Wednesday, November 13, 2013

Looking Back

A note comes along that evokes memories twenty years old and to my surprise, they are wrapped in sentiment.  Crinkly, and a bit fragile.  Don't overthink these, I say to myself, or they will crumble away and you'll wonder what the fuss was about.  But glance briefly into this past chapter of your life, and you'll find a smile.

In that chapter that was the transition between the little girl I was and the grown woman I would become,  I see that it was a season of the brightest possibilities, the purest friendships, the sharpest lines.  Nothing was known, and I was certain of everything.  Alternately, I second-guessed my every move while throwing myself into irrevocable trajectories.  The future stretched ahead long and promising, the past a rosy glow, the present a fleeting gift held tenderly in my heart.  I didn't want to grow old while I intensely wanted to grow up.  Anything seemed probable, possible, eventual.  My world was not defined by past choices; it was an open delta with a thousand paths, leading to any sea.

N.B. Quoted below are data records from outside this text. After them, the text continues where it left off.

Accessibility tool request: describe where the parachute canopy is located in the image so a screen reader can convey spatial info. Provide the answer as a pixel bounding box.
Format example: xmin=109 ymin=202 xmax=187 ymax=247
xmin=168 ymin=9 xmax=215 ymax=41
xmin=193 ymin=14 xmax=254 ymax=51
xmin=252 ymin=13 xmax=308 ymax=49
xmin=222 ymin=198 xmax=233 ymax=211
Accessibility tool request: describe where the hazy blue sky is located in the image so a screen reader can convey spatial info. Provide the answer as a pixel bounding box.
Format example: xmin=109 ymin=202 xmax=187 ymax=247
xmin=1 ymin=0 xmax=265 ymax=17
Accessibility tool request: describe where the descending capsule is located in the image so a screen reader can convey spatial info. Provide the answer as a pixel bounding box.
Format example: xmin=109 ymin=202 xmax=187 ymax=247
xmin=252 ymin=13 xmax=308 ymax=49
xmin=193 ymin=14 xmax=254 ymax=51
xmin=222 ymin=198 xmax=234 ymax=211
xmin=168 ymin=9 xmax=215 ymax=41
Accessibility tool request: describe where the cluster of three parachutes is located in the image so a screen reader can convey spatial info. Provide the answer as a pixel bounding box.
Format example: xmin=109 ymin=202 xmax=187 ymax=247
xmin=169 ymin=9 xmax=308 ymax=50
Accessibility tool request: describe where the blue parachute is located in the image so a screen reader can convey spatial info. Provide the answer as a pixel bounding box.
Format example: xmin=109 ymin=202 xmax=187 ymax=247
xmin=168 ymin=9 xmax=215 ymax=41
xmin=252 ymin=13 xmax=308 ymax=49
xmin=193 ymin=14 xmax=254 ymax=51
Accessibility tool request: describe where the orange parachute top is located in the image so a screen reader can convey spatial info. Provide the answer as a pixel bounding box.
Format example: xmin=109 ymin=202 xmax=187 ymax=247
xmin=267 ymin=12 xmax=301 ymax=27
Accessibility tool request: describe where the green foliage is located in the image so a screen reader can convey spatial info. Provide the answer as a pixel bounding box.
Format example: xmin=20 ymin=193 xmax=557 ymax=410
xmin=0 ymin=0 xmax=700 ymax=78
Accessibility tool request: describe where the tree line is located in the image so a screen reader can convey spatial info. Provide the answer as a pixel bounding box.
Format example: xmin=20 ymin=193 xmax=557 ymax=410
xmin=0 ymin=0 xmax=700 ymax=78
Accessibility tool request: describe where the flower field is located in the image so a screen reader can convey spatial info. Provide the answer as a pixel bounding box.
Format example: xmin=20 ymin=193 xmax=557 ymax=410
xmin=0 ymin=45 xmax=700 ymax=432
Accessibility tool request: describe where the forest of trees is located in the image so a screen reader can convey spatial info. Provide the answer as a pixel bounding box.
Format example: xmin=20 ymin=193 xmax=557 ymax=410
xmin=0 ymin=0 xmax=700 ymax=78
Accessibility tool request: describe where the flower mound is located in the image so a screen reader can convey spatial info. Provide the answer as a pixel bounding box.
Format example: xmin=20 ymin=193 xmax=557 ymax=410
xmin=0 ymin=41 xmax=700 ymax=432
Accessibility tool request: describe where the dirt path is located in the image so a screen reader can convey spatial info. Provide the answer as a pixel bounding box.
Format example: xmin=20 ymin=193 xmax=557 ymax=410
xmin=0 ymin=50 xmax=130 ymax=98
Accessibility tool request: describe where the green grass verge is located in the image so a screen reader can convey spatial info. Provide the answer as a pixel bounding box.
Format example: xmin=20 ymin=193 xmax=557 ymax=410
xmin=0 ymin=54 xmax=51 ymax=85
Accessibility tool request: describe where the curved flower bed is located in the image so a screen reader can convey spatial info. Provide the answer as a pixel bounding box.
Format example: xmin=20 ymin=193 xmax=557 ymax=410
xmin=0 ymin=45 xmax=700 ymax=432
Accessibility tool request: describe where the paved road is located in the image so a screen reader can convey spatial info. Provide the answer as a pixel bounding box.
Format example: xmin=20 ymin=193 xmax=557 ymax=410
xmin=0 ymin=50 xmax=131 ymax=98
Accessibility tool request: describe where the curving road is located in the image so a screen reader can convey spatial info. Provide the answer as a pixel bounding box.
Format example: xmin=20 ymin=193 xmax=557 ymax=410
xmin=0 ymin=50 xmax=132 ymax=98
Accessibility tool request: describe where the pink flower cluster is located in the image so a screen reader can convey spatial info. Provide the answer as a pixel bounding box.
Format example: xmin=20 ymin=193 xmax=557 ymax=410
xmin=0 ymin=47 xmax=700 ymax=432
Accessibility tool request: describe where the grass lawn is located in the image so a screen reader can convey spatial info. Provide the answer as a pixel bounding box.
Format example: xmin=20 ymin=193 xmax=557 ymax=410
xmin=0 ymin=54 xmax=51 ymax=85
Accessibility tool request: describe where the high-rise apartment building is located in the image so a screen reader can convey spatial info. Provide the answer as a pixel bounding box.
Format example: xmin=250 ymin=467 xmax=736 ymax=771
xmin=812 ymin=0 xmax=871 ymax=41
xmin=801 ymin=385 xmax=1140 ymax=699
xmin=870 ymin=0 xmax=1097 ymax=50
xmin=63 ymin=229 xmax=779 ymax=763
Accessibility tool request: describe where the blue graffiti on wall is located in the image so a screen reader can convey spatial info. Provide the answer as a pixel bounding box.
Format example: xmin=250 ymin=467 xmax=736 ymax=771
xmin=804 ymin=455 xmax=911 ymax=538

I love that bright-eyed, shiny-hearted, zealous girl-woman.  She is a girl who would not recognize, understand, or maybe even approve of the woman she became.

But this is ok.

How could she have known that cracks can be cherished, that a broken heart grows larger, that being thrown from her high horse would allow her to take her first shaky steps toward grace?

My friend put it well saying, "I find God can take idealism and forge a stronger alloy with mercy and compassion."

I may not be as bright and shiny as I was twenty years ago.  That girl might even call me a bit tarnished. (Yeah, she leaned toward negative labels like that.)  But I'm defining myself as an alloy: a mix of idealism, mercy, compassion, and a few of the broken bits that have gotten left behind along the way.





1 comment:

  1. Jodi, You've done it again. You have written ideas of my own heart. Thank you!!!